Open Arms | Reporter di TPI bordo | Giorno 12
Uno scalo tecnico che ha allarmato l’Italia. Non appena la Open Arms si è avvicinata a Lampedusa molti giornalisti e politici hanno iniziato a chiamare, scrivere e (chi non aveva contatti diretti) fare congetture.
In una trasmissione televisiva si è parlato addirittura di ingresso senza autorizzazioni quando invece già due giorni prima c’era il permesso per uno scalo tecnico sull’isola, giusto il tempo di cambiare parte dell’equipaggio, fare la spesa e ripartire.
Meno di 48 ore per bere un bicchiere di vino, mangiare una pizza e qualche cannolo e tornare a pattugliare. Per il lavoro ho avuto il tempo giusto di fare un salto al cimitero dei barconi e di incontrare Mediterranean Hope, l’organizzazione che fa capo alla Federazione delle Chiese Evangeliche e che nell’isola ha un presidio stabile da anni.
Parliamo di quelli che vengono chiamati “sbarchi spontanei” e di come Lampedusa sia stata sotto l’occhio del ciclone prima con il caso Sea Watch e poi con Mediterranea.
Per quest’isola così piccola non deve essere facile affrontare tutta questa attenzione.

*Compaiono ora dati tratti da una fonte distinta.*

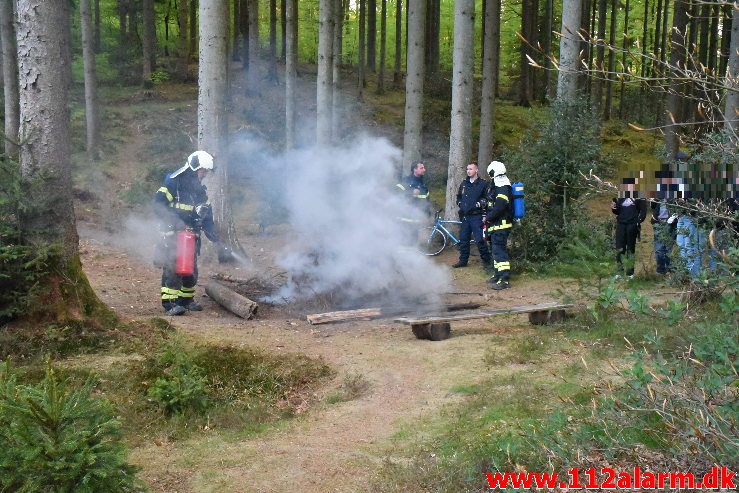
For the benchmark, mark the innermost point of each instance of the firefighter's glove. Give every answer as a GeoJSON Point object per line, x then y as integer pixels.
{"type": "Point", "coordinates": [225, 254]}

Qua si vive di pesca e turismo, anche se negli ultimi anni la presenza di molti militari ha visto la loro permanenza anche durante la stagione invernale, affittando le case con continuità.
Visto che siamo in alta stagione e i locali sono pieni, per fare un “passaggio di consegne” tra i vecchi e i nuovi volontari ci fermiamo in un bar non centrale dove possiamo sederci tutti. Siamo in tanti e approfittiamo per fare due chiacchiere e bere una birra, un momento di relax totale in cui ci si saluta e ci si abbraccia. Chi va via è triste ma anche chi resta ha un velo d’ombra perché con queste persone si è condiviso molto, sia nella fase operativa che nella vita quotidiana, 15 giorni in cui emozioni, pasti, turni di guardia notturni e di pulizia gomito a gomito suggellano amicizie. Chi arriva si guarda attorno, vuole capire chi sta andando via e chi resta, per capire con chi affronterà i giorni successivi.
Il tempo di finire la birra e iniziano gli abbracci e i saluti. Alla banchina ci sono ancora tutti, è il momento di dividersi. Il motore della Open Arms è acceso e si sta scaldando per poter partire a breve, direzione sud, zona SAR (Search and rescue).
Passo a salutare il capo dei macchinisti, Ciscu, un catalano apparentemente spigoloso ma con un cuore enorme. È nel suo “regno”, tra i motori che spingono i 35 metri di nave. Nei giorni passati mi ha raccontato delle altre missioni a cui ha partecipato, dei soccorsi effettuati e dei giorni trascorsi in mare con i migranti. Nonostante maneggi più olio motore che acqua salata, Ciscu è un vero uomo di mare. Cresciuto in questo ambiente, ama dire di sé che è specializzato in “motori vecchi”, di quelli che danno problemi se non li sai manutenere, ma che alla lunga non ti tradiscono mai.
“Lasciare qualcuno in mare è criminale”, mi ha detto una sera mentre parlavamo. Lui non è un volontario, non viene dal mondo umanitario e non ha l’ambizione di salvare il mondo. Fa il suo lavoro bene, ma non dimentica che è un essere umano. “Il nemico più grande è il mare”, ripete spesso, perché come tutti i marinai ama il mare, lo teme e lo rispetta. Deve lavorare e lo lascio ai suoi cavalli, al suo olio.
Anche se è sera inoltrata iniziamo subito con le riunioni operative, la SAR è molto vicina, potremmo dover intervenire nelle prossime ore e ci sono molti volontari nuovi. La mattina continuiamo da dove avevamo finito la notte precedente e approfittiamo del fatto che il mare non è ancora molto mosso per delle esercitazioni in mare. Questa missione, almeno per me, sarà lunga.
Dopo 15 giorni a bordo e 36 a terra, farne altri 15 in mare è mentalmente stancante. Si ha voglia di una stanza singola, di una doccia che non si muova e altre piccole cose, non ultima maggiore privacy. Però quello che facciamo qua è più importante di queste cose, i bisogni personali possono aspettare. Intanto il mare ha iniziato a muoversi molto, non saremo fortunati come la scorsa missione.